Conclusion: RC4 or CBC encryption?
The best option clearly is to move to TLS 1.2 and use an authenticated encryption mode such as GCM and CCM. So far no attacks are known against those modes. Today all major browser vendors support TLS 1.2, so this is the best way forward.
However, it will take some time for users to upgrade browsers to a version that supports TLS 1.2. Therefore, the question today is whether to use RC4 or CBC-mode encryption in the SSL Record Protocol.
In my opinion the answer to this question depends on whether you have control over the SSL/TLS client, SSL/TLS server or both. Let’s try to clarify that.
First, if you only control the SSL/TLS server, you may want to rely only on server-side techniques to mitigate the above-mentioned attacks. In order to counter the Lucky 13 attack, you can implement an SSL/TLS library with constant-time CBC decryption. The only server-side technique to address BEAST consists of using RC4, which exposes you to the RC4 attack. So you have to choose: either you accept the BEAST attack, or the RC4 attack. Since the RC4 attack is the more difficult one, I would settle with RC4 in this case.

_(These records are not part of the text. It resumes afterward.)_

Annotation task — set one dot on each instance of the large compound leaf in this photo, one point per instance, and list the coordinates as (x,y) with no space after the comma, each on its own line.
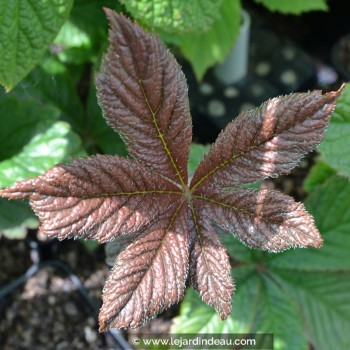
(256,218)
(143,94)
(330,205)
(260,306)
(27,27)
(149,275)
(15,217)
(266,142)
(105,197)
(210,268)
(318,175)
(175,15)
(170,223)
(336,145)
(294,7)
(204,50)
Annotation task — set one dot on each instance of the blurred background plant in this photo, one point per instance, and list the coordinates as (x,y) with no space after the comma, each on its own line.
(49,53)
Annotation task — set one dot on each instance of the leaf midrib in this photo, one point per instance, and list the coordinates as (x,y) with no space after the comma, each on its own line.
(249,149)
(154,113)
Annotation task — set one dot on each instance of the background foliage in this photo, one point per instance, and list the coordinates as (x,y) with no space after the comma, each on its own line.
(49,53)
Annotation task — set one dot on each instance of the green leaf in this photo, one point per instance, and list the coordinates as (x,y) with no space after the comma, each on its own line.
(176,16)
(294,7)
(197,317)
(259,306)
(197,153)
(206,49)
(33,139)
(27,28)
(15,218)
(336,145)
(318,175)
(324,302)
(52,82)
(81,37)
(330,206)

Second, if you only control the SSL/TLS client, you can mitigate the BEAST attack using 1/n-1 record splitting. So that leaves you with the choice of accepting either the Lucky 13 or RC4 attack. Since the RC4 attack is much less feasible than the Lucky 13 attack, I would go for RC4 again.
Finally, if you control both the SSL/TLS client and server, the situation is different. In this case you can deploy 1/n-1 record splitting to avoid the BEAST attack, and constant-time decryption at the server-side to avoid the Lucky 13 attack. In this case, the best choice is to go for CBC-mode encryption, so that the RC4 attack is thwarted as well.
Bottom-line: it’s quite complicated today. The good news: it should all be much simpler in the future with TLS 1.2.